Late last week the City Council gave preliminary approval to new taxes on tobacco products and a 9.9% property tax increase. Property tax critics contend, and ATR agrees, that it is ill-advised to raise the levy given the city’s problematic property tax assessment system. Mayor Nutter himself has admitted that the assessment system is flawed.

While the Council did not act on Mayor Nutter’s beloved soda tax last week, he has not given up. As budget deliberations near a conclusion this week, Mayor Nutter is engaging in a full court press for his beloved soda tax, failure of which will be considered a major political defeat for Nutter.

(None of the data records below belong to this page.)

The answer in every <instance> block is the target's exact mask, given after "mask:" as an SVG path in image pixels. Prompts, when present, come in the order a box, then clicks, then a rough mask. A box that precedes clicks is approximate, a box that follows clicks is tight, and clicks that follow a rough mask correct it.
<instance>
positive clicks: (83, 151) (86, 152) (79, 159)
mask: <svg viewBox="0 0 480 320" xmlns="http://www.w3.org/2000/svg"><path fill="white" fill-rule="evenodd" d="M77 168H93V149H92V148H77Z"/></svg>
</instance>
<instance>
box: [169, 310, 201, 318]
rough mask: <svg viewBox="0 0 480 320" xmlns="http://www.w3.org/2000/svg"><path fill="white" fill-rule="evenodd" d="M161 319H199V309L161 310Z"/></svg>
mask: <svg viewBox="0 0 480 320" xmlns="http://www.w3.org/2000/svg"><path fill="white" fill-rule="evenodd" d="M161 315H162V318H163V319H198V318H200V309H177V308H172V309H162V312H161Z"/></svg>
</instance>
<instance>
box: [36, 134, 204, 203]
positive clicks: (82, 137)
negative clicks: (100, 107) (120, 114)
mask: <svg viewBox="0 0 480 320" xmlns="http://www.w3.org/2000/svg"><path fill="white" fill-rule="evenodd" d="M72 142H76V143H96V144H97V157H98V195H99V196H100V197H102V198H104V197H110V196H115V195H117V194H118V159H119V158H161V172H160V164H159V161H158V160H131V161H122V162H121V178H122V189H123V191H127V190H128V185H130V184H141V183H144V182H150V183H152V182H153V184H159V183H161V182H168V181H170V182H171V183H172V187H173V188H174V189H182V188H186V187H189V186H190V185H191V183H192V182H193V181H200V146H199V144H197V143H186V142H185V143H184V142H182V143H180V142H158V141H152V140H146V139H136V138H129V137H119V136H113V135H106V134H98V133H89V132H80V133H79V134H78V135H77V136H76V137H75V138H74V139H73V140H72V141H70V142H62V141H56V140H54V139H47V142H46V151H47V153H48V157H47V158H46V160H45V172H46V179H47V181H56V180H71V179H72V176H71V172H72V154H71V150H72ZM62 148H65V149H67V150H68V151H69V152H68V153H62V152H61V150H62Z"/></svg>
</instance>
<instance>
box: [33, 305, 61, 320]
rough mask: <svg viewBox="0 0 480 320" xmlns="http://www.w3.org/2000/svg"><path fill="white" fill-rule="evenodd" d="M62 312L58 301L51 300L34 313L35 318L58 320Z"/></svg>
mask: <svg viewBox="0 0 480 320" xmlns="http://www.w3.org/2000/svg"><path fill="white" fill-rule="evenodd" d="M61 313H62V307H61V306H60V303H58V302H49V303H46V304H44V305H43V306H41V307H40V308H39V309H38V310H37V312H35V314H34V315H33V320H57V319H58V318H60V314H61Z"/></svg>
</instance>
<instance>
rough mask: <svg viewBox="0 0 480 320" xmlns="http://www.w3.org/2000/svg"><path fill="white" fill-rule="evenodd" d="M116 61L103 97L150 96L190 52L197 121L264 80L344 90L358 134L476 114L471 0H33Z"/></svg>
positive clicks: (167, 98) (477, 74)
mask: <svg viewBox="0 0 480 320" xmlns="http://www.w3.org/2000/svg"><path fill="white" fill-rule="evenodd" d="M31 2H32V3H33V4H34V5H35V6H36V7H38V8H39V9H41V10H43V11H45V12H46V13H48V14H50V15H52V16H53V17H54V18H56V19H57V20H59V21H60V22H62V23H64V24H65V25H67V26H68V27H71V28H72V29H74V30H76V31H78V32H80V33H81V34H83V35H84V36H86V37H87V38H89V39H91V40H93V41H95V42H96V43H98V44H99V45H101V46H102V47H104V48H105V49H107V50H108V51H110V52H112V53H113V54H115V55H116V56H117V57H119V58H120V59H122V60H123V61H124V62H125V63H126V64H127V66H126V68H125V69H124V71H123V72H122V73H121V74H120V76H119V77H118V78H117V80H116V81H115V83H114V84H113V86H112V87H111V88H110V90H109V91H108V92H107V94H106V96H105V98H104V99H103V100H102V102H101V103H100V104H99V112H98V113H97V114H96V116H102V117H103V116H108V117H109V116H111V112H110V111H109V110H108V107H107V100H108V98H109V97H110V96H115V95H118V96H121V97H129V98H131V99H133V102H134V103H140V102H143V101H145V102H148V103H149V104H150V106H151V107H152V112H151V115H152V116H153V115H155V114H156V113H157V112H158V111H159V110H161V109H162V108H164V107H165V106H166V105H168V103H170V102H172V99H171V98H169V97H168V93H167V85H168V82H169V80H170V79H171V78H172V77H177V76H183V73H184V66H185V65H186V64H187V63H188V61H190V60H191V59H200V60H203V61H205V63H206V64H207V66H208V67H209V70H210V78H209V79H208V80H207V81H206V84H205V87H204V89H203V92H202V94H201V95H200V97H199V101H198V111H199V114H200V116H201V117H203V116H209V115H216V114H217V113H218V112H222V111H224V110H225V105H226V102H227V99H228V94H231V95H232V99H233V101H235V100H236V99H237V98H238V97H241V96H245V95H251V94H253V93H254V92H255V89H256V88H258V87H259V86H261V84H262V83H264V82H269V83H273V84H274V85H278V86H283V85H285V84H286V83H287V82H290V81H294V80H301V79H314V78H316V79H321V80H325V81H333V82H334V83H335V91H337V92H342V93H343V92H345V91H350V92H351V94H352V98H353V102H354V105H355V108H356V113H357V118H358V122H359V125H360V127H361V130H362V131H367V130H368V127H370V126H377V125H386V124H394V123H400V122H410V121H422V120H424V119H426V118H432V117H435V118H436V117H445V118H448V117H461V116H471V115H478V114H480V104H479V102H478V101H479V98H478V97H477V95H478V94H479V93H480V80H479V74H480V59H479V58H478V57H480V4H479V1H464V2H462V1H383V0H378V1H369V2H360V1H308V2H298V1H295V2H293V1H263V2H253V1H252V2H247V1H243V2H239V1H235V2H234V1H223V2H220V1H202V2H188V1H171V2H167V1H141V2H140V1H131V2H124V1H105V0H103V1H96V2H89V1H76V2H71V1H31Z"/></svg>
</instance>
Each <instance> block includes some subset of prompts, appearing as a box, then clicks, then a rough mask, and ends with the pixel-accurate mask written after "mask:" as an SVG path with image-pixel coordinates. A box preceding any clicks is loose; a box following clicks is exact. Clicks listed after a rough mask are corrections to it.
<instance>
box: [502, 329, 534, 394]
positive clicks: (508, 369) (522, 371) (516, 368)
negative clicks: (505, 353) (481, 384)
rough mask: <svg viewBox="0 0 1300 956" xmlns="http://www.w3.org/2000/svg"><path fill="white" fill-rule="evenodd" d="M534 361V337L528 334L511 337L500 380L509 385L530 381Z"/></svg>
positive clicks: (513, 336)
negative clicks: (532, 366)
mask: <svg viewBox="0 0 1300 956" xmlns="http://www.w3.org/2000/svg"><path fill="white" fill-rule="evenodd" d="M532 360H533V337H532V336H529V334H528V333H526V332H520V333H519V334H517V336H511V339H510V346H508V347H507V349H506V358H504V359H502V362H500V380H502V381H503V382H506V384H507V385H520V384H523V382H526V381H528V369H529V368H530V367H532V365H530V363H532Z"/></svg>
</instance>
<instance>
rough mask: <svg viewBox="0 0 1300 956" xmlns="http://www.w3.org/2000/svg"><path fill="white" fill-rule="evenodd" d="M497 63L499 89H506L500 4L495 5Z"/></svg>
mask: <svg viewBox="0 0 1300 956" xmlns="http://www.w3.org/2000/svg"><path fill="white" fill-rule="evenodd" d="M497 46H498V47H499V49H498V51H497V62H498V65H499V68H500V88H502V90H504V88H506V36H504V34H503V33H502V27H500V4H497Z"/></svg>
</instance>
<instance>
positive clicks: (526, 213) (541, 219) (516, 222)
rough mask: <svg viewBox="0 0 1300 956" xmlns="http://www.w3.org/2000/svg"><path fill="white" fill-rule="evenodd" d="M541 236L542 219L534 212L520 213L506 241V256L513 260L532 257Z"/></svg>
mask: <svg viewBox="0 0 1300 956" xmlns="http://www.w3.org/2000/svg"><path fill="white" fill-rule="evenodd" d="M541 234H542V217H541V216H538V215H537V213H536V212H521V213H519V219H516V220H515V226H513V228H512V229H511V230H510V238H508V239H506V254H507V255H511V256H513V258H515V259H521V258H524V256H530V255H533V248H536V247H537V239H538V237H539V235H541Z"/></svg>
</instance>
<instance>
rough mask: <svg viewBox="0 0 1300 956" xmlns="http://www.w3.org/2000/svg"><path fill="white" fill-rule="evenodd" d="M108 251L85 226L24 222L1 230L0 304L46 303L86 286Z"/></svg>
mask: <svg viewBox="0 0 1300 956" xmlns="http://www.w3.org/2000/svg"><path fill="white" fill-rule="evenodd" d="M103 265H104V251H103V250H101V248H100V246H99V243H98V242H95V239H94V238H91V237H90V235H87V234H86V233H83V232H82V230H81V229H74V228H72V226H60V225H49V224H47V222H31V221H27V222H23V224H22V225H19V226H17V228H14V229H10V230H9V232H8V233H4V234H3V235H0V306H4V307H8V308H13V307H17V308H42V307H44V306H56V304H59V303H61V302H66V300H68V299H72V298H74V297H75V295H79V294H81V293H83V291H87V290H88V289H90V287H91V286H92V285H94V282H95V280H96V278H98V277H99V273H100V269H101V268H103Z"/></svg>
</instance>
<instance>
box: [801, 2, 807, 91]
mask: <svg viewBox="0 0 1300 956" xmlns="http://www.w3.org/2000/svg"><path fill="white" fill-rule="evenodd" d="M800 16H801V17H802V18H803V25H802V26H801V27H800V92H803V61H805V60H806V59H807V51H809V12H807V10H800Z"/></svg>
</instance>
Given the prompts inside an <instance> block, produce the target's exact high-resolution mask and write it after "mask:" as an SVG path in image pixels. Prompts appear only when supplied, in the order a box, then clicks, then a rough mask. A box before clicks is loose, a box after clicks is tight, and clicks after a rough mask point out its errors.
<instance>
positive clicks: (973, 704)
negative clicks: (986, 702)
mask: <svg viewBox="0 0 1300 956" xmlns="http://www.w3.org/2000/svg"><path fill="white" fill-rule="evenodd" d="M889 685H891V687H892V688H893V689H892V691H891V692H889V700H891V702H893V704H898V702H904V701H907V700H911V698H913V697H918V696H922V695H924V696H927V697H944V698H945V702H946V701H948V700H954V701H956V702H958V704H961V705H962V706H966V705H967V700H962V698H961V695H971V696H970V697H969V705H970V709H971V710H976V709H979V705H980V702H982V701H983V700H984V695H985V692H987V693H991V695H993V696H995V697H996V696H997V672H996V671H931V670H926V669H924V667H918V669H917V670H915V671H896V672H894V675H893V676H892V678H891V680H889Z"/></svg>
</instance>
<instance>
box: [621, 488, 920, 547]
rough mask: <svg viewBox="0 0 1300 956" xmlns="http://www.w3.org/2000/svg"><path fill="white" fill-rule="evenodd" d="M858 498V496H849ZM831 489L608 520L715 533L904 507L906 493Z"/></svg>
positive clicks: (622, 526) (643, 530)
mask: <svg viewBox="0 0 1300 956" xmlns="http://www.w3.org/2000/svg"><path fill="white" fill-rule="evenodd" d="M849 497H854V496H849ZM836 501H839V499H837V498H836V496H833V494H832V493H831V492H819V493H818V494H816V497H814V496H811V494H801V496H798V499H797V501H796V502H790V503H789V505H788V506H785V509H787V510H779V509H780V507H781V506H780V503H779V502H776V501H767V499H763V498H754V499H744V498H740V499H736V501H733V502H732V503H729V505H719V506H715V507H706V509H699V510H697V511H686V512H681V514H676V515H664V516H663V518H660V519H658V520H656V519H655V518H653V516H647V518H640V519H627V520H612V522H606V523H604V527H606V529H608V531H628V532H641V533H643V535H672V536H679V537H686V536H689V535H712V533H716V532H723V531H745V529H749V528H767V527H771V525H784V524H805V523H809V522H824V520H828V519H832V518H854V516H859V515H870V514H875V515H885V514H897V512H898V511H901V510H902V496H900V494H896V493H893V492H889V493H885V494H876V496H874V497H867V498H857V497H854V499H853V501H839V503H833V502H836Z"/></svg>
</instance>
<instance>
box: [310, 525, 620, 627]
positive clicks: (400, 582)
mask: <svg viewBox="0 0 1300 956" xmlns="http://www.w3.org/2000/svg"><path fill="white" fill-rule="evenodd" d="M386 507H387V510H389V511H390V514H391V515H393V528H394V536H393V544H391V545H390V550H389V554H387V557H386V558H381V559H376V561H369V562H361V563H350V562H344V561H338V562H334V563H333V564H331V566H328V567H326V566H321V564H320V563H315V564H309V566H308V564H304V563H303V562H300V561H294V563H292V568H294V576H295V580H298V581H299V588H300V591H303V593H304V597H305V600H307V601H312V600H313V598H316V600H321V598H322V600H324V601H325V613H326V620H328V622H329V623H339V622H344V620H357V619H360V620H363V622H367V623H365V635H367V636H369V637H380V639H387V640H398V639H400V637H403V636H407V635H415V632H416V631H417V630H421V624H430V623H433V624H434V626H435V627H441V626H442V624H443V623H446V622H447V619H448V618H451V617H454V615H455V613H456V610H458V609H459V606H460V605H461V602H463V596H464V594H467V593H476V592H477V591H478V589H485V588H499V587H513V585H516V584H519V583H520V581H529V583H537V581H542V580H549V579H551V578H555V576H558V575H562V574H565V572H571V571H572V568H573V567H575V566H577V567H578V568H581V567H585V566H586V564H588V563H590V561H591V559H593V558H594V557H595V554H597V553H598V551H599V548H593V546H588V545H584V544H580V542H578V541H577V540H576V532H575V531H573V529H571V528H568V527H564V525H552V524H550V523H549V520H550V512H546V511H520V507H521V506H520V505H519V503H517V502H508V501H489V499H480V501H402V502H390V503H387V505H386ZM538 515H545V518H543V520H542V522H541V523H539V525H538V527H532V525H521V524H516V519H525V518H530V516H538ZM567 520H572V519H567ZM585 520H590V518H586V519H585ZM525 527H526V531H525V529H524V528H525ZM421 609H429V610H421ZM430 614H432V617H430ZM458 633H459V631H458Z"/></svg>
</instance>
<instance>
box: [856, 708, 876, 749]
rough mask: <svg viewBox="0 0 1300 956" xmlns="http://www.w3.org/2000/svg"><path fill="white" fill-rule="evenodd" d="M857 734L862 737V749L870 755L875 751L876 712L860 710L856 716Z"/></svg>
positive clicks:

Unable to receive initial sign off from the Council last week, Nutter is ramping up his lobbying efforts but has ratcheted down his proposal from 2 cents per ounce to ¾-cent per ounce.

It’s clear that the problem here is spending, not taxes. Philadelphia is the most highly taxed city in the U.S. and City Council just imposed a 14% sales tax hike less than nine months ago. The definition of insanity is doing the same thing over and over again and expecting a different result, yet this is how the Philly City Council continues to operate.